Machuca thinks Aiptasia can stand in for coral in research labs. They could help scientists find solutions to the effects of climate change without the challenge of trying to keep their specimens alive.

A future career in ocean research and teaching

Machuca’s passion for marine research has taken her far beyond the basement lab at USC. She traveled to Florida last summer to collect anemone specimens using a SURF grant from USC Dornsife. Another summer, kelp research took her to Catalina, with funding from the National Science Foundation. She earned her scuba certification last year and now is taking a scientific diving course offered at the USC Wrigley Institute for Environmental Studies, based at USC Dornsife, so she can conduct underwater research in graduate school and beyond.

Machuca also participated in a naturalist training program through USC Sea Grant, learning about California’s natural history with a focus on coastal areas. The experience helped her teach kids during an internship at a nature camp in Chicago.

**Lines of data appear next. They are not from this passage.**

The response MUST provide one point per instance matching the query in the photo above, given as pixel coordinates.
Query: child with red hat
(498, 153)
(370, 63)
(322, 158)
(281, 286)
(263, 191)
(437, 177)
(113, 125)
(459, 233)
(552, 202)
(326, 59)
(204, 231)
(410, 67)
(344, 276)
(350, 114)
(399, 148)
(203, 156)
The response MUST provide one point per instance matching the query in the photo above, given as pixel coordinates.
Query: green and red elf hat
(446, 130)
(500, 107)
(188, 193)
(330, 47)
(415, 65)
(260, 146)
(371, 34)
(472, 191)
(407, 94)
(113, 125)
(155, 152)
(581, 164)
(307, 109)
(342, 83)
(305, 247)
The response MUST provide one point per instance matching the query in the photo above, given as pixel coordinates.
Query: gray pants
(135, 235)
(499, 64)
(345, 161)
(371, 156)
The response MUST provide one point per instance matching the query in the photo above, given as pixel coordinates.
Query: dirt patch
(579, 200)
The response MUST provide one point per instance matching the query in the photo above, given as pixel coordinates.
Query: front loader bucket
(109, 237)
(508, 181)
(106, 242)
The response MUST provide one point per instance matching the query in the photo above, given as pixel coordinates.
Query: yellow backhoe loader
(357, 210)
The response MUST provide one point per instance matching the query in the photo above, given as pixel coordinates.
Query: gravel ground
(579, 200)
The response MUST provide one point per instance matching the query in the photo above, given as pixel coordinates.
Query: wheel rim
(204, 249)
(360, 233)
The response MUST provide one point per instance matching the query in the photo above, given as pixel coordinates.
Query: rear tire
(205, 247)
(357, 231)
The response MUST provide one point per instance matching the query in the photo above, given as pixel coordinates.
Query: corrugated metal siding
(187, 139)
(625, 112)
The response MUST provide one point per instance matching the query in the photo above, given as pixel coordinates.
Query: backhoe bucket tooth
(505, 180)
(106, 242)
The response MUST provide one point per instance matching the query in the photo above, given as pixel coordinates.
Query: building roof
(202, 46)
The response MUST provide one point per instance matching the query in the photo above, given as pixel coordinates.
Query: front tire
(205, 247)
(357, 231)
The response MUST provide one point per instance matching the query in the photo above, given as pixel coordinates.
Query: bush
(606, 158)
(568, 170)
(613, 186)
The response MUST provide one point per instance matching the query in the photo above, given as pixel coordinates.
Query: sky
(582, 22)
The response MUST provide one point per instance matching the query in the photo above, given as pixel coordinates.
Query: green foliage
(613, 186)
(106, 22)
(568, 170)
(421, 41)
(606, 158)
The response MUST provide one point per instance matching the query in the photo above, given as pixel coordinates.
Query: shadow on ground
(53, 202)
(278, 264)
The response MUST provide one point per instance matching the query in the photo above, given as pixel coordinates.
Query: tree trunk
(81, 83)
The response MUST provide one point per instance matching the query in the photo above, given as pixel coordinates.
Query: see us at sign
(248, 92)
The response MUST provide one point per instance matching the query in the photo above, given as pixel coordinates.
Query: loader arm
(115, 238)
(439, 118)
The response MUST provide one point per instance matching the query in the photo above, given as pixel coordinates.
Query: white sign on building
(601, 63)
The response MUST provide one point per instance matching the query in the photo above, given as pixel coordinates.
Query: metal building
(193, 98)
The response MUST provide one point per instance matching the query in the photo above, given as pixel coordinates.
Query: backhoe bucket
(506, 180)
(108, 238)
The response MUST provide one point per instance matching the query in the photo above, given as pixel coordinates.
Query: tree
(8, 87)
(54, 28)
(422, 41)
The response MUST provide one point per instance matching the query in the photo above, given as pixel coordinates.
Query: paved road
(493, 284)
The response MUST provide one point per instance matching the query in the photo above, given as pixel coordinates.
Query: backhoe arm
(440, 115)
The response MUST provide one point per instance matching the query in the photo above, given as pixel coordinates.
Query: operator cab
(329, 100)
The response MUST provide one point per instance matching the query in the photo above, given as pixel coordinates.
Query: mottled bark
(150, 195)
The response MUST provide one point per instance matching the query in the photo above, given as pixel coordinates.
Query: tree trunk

“Access to papers, being able to talk to researchers, being able to go to the Florida Keys and collaborate with other scientists — those kinds of things aren’t widely available to other students and people who might want to get more involved in research,” she said. “I want to share this information with younger generations, so they grow up with a different mindset and maybe have different goals in terms of research and science.”

She is currently applying to advanced degree programs with plans to continue studying how sea animals are affected by environmental changes. Machuca credited the support and advice of mentors like Sohm and Kenkel for giving her confidence.

“Knowing that there were professors who believed in me despite my limited experience was something that helped me get to where I am today,” she said. “I feel like USC does a good job at giving less-experienced people the opportunity to be great and realize their full potential.”